Two real feel-good movies are out this week, and I figure I might as well start with them. One of them is a new release, specifically Yorgos Lanthimos’ latest The Killing of a Sacred Deer. In many ways, it feels like the Only God Forgives designed to drive away any fairweather fans who came on board with The LobsterLobster, for its pitch-black absurdity and cynicism about the human condition, at least offered a fairly accessible story of love at its center. Sacred Deer offers no such comforting element, instead plunging the viewer face-first into as punishingly bleak a story as has been told recently, about a surgeon (a bearded Colin Farrell) haunted by the son of a man he killed on the operating table (a terrifyingly blank Barry Keoghan), who soon demands that he kill one of his family members to settle the debt, or all of them will die.

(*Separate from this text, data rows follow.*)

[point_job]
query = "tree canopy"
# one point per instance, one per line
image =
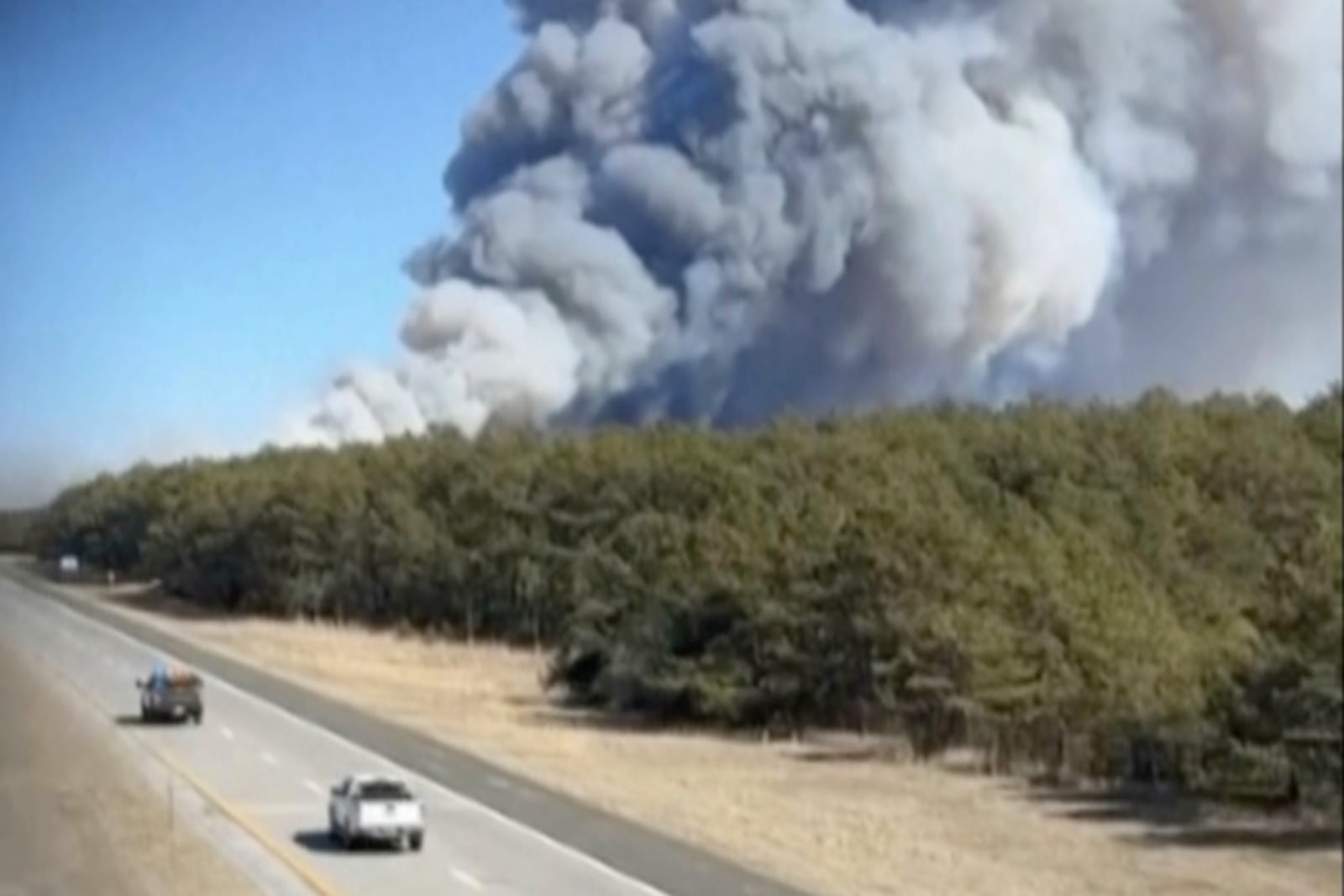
(1068, 584)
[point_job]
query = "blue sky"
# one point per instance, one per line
(203, 208)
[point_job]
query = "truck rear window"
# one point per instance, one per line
(385, 790)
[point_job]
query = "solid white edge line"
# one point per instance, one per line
(584, 859)
(463, 878)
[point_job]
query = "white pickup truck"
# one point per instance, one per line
(375, 808)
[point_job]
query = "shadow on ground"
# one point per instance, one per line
(1169, 820)
(322, 841)
(134, 720)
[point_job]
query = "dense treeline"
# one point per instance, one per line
(1144, 590)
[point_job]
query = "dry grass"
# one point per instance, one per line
(835, 828)
(74, 819)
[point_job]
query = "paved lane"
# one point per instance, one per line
(276, 768)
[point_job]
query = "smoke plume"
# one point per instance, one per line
(723, 208)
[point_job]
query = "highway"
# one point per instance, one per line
(273, 768)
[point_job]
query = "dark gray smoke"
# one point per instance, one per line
(722, 208)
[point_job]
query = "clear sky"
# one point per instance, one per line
(205, 206)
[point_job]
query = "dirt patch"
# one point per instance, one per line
(74, 820)
(851, 828)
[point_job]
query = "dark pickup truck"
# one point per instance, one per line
(171, 696)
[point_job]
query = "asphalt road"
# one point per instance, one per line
(272, 750)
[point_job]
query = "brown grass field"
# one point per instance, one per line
(827, 821)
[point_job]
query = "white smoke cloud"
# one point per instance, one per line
(719, 208)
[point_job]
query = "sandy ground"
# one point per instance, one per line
(74, 820)
(833, 825)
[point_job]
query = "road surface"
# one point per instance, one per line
(76, 815)
(273, 768)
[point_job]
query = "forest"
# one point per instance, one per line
(1146, 591)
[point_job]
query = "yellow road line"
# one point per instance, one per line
(302, 868)
(306, 872)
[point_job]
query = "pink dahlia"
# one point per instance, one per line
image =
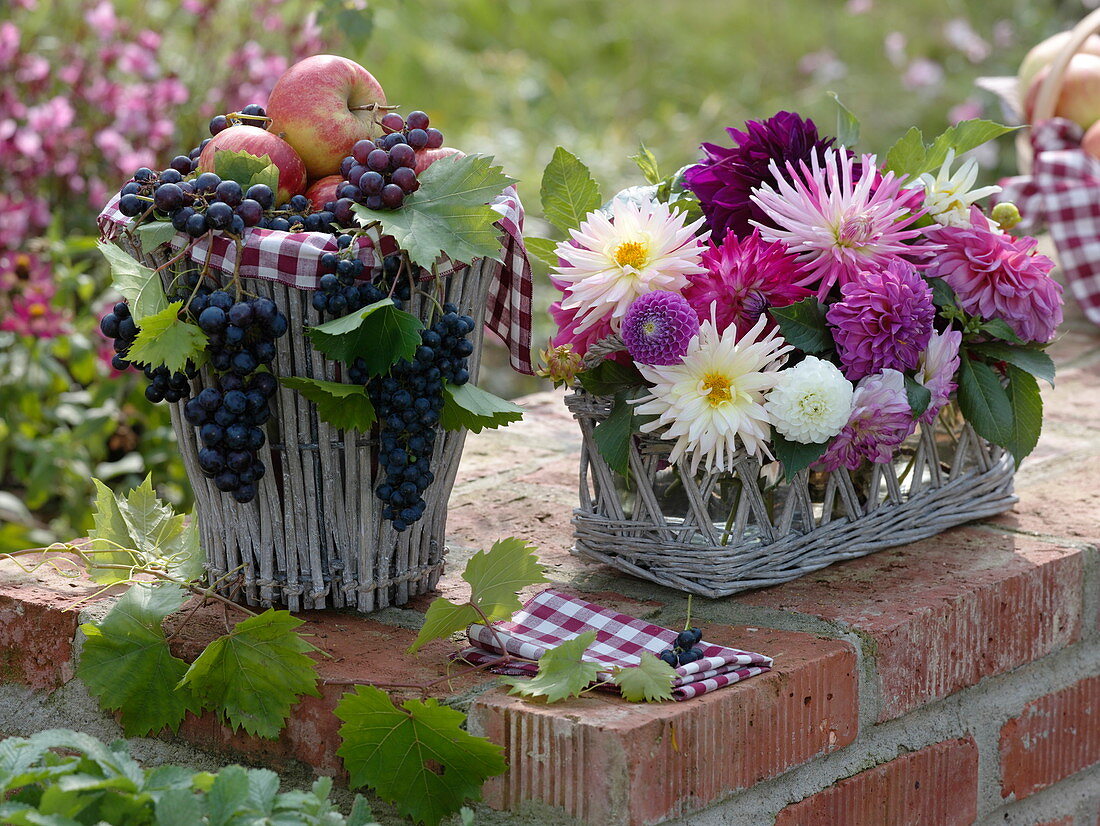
(843, 218)
(880, 420)
(996, 275)
(883, 320)
(744, 277)
(658, 328)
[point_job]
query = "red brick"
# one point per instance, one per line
(934, 786)
(1054, 737)
(614, 763)
(945, 613)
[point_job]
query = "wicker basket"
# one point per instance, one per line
(729, 531)
(315, 537)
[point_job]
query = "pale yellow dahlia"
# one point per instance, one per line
(713, 399)
(613, 260)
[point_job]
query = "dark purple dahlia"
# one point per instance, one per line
(726, 176)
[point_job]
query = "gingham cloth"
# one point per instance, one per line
(294, 259)
(551, 618)
(1063, 193)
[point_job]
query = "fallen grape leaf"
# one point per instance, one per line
(416, 757)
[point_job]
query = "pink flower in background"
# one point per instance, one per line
(883, 320)
(997, 275)
(880, 420)
(744, 278)
(840, 218)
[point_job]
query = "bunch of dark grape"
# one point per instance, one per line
(408, 404)
(380, 174)
(685, 649)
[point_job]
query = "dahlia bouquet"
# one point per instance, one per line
(799, 300)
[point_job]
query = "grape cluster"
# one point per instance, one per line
(380, 174)
(685, 649)
(230, 418)
(408, 404)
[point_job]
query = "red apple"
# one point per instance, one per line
(1079, 97)
(427, 157)
(322, 105)
(323, 190)
(255, 141)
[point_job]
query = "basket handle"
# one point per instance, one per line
(1052, 85)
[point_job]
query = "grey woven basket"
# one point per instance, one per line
(725, 532)
(315, 537)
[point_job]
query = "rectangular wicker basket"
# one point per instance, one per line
(315, 537)
(719, 533)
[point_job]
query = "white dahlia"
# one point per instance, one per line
(611, 261)
(714, 397)
(811, 402)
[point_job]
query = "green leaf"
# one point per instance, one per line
(614, 433)
(416, 757)
(155, 233)
(254, 674)
(647, 162)
(164, 339)
(542, 249)
(1031, 359)
(917, 395)
(562, 673)
(1026, 413)
(469, 406)
(609, 377)
(847, 123)
(795, 455)
(343, 406)
(380, 334)
(128, 667)
(448, 215)
(803, 325)
(569, 191)
(983, 402)
(649, 681)
(139, 284)
(245, 168)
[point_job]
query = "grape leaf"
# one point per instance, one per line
(254, 674)
(128, 667)
(164, 339)
(569, 193)
(562, 673)
(139, 284)
(380, 334)
(469, 406)
(416, 757)
(449, 213)
(650, 680)
(343, 406)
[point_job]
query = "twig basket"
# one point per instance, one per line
(732, 531)
(315, 537)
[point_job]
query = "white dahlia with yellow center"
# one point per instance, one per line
(613, 260)
(712, 400)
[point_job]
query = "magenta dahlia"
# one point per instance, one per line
(726, 176)
(996, 275)
(658, 328)
(744, 277)
(880, 420)
(883, 320)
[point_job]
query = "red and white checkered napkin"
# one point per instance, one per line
(294, 259)
(551, 618)
(1063, 191)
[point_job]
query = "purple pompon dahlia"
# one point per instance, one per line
(658, 328)
(744, 277)
(726, 176)
(880, 420)
(883, 320)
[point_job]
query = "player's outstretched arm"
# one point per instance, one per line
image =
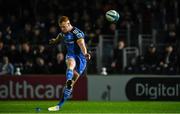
(55, 40)
(82, 45)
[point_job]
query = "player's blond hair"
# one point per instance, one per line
(63, 19)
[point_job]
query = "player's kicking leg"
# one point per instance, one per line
(69, 84)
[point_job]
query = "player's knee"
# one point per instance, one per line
(69, 84)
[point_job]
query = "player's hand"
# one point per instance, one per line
(88, 56)
(52, 41)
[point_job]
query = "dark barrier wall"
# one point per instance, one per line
(33, 87)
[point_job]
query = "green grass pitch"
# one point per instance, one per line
(90, 107)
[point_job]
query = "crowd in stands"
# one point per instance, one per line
(26, 27)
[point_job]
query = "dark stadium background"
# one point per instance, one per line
(134, 59)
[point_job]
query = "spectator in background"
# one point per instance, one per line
(117, 63)
(59, 65)
(151, 58)
(171, 34)
(13, 54)
(6, 68)
(26, 53)
(169, 58)
(2, 50)
(40, 66)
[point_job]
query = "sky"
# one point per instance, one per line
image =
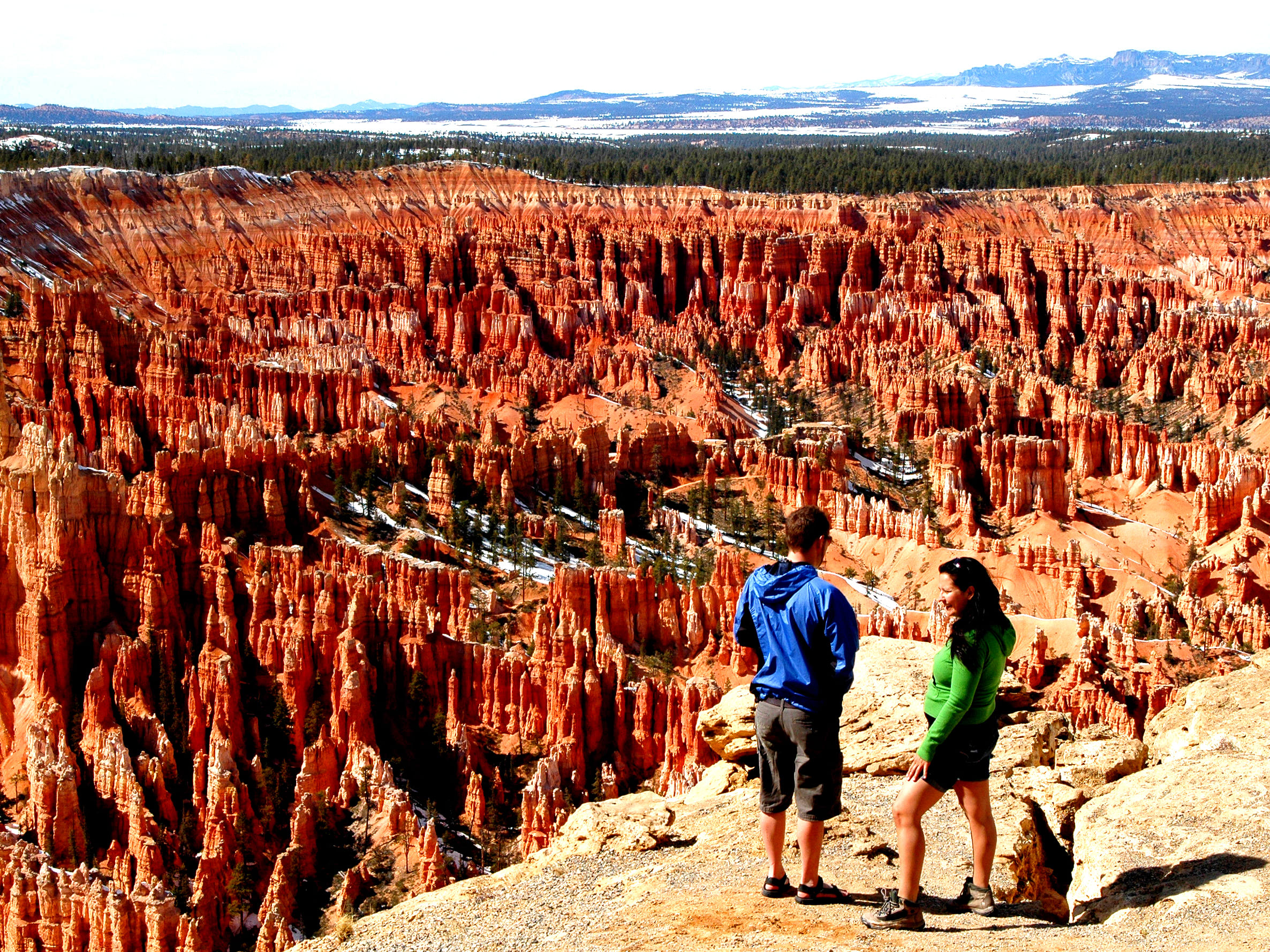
(315, 55)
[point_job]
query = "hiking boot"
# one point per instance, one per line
(976, 899)
(895, 913)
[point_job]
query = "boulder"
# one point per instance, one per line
(633, 823)
(882, 716)
(1194, 827)
(1090, 765)
(728, 728)
(1032, 743)
(1196, 824)
(1028, 866)
(1233, 710)
(718, 780)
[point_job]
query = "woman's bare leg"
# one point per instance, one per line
(915, 799)
(977, 805)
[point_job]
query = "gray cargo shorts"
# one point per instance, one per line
(799, 761)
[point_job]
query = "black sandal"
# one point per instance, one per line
(777, 889)
(821, 894)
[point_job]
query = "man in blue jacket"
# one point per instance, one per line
(806, 634)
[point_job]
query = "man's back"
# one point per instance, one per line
(806, 633)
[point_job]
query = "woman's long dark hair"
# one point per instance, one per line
(982, 613)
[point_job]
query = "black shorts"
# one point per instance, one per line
(799, 761)
(965, 756)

Did I mention it’s also really fucking funny? Because it is, and it only gets funnier as it becomes more depraved, eventually settling into being Funny Games remade as a comedy of manners (or lack thereof, as in a scene where Farrell delivers a monologue about masturbation and hair-eating that should serve as his “In Memoriam” clip).

Then there’s Husbands and Wives. Twilight Time’s Blu-Ray of it comes at, um, an interesting time, when I can assume that demand is low for copies of movies about Woody Allen having an affair with a college student; plus, it comes with all the baggage of the ensuing scandal, including, yes, the Dylan accusations. But this movie does the job of systematically dismantling everything unsavory about Allen’s work better than any outraged thinkpiece ever could, telling a story of terrible people destroying each other and whichever innocent bystanders make the mistake of crossing their paths. I can’t say it was ever an easy watch, and it certainly isn’t one now, but there’s something cathartic in seeing loathing, both self- and otherwise, being laid this bare (wallflower and I examined this at length, by the way).

Elsewhere, things are not much cheerier (I realize that applies just as much to the outside world as it does to Blu-Rays). There’s the latest, expectedly dour entry in the Saw series, just called Jigsaw, the depressing movie about Iraq vets returning home, Thank You For Your Service, and the melancholy look at the origins of Winnie the Pooh, Goodbye Christopher Robin. The most we have for levity this week is My Entire High School Sinking Into the Sea, because implied cartoon drowning is the lightest we’re getting at this point.

Bob & Carol & Ted & Alice (Twilight Time)
Dirk Gently’s Holistic Detective Agency: Season Two (BBC)
Geostorm (Warner)
Goodbye Christopher Robin (Fox)
The Hanging Tree (Warner Archive Collection)
Husbands and Wives (Twilight Time)
Jigsaw (Lionsgate)
The Killing of a Sacred Deer (Lionsgate)
My Entire High School Sinking Into the Sea (Shout Factory)
Opera (Scorpion)
Shakedown (Shout Factory)
Thank You for Your Service (Universal)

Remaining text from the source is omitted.